The film weaves together emotional interviews with the women and their families with actual news footage and home videos, equally showcasing the injustice of the situation and the families that were torn apart as a result. Unique to the San Antonio Four case, none of the four women ever took a plea bargain or even considered it, despite serving their time in separate prisons. While the state offered deferred adjudication, requiring no time in prison but probation for ten years, the women turned down the offer, maintaining their innocence and faith in truth and justice. And now they are totally exonerated and declared innocent.
The documentary, along with articles written in Rolling Stone, The Texas Observer, and the New York Times, was cited in the opinion section of the court’s decision.
“This is a stunning victory, not only for the San Antonio Four, but for gay rights,” states director Esquenazi. “I couldn’t have imagined that six years ago, with nothing more than a camera and shoe-leather persistence, that this day would come. It shows the power of art. It shows that even with no cultural capital, power, or resources, we can make great change.”

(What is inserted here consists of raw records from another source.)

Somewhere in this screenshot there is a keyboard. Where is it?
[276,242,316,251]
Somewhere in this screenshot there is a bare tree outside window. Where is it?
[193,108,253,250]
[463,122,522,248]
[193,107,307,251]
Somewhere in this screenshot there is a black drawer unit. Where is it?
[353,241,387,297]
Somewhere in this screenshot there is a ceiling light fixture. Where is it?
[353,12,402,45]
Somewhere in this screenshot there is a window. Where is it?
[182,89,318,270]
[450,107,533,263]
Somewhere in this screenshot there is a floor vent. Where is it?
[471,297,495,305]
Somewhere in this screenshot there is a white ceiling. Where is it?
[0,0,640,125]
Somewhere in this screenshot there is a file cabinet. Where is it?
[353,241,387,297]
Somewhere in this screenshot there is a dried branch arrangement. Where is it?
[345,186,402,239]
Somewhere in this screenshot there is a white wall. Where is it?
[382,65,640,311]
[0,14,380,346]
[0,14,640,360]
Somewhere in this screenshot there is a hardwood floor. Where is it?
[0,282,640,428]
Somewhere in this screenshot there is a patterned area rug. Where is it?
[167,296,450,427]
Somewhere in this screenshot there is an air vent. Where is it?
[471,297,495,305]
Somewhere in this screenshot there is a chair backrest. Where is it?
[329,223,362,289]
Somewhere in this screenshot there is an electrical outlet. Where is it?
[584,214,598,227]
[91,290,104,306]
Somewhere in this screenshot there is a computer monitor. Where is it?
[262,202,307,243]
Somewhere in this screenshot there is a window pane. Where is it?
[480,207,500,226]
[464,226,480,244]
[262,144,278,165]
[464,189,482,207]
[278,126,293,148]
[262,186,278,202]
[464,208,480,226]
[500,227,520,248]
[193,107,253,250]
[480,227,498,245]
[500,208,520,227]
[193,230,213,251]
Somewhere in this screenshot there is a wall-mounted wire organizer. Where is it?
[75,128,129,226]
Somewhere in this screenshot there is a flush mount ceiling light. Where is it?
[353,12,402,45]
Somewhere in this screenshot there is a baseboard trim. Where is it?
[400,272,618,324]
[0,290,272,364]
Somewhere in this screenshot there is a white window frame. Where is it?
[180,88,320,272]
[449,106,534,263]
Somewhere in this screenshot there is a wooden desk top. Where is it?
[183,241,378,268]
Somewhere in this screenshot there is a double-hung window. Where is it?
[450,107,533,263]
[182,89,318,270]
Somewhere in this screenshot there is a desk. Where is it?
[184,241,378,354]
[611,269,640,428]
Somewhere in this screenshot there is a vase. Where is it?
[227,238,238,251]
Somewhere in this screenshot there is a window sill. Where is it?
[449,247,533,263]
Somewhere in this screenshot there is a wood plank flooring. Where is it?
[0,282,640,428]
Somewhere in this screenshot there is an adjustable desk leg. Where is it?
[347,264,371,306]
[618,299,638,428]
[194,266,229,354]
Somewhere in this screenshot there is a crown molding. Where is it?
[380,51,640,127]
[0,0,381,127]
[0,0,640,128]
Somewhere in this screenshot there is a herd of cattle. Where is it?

“SOUTHWEST OF SALEM” has won numerous awards at festivals across the globe and has come away with great reviews. It was recently honored by the Broadcast Film Critics Association with the Critic’s Choice Award for Best First Feature. It is also one of the 145 films that has qualified for this year’s Best Documentary Feature Academy Award®.
“A big congratulations to the extraordinary Innocence Project of Texas, whose singular commitment to truth was part of this great victory,” adds Esquenazi. “It really is a great day for justice in Texas—and a magical Thanksgiving for all of us.”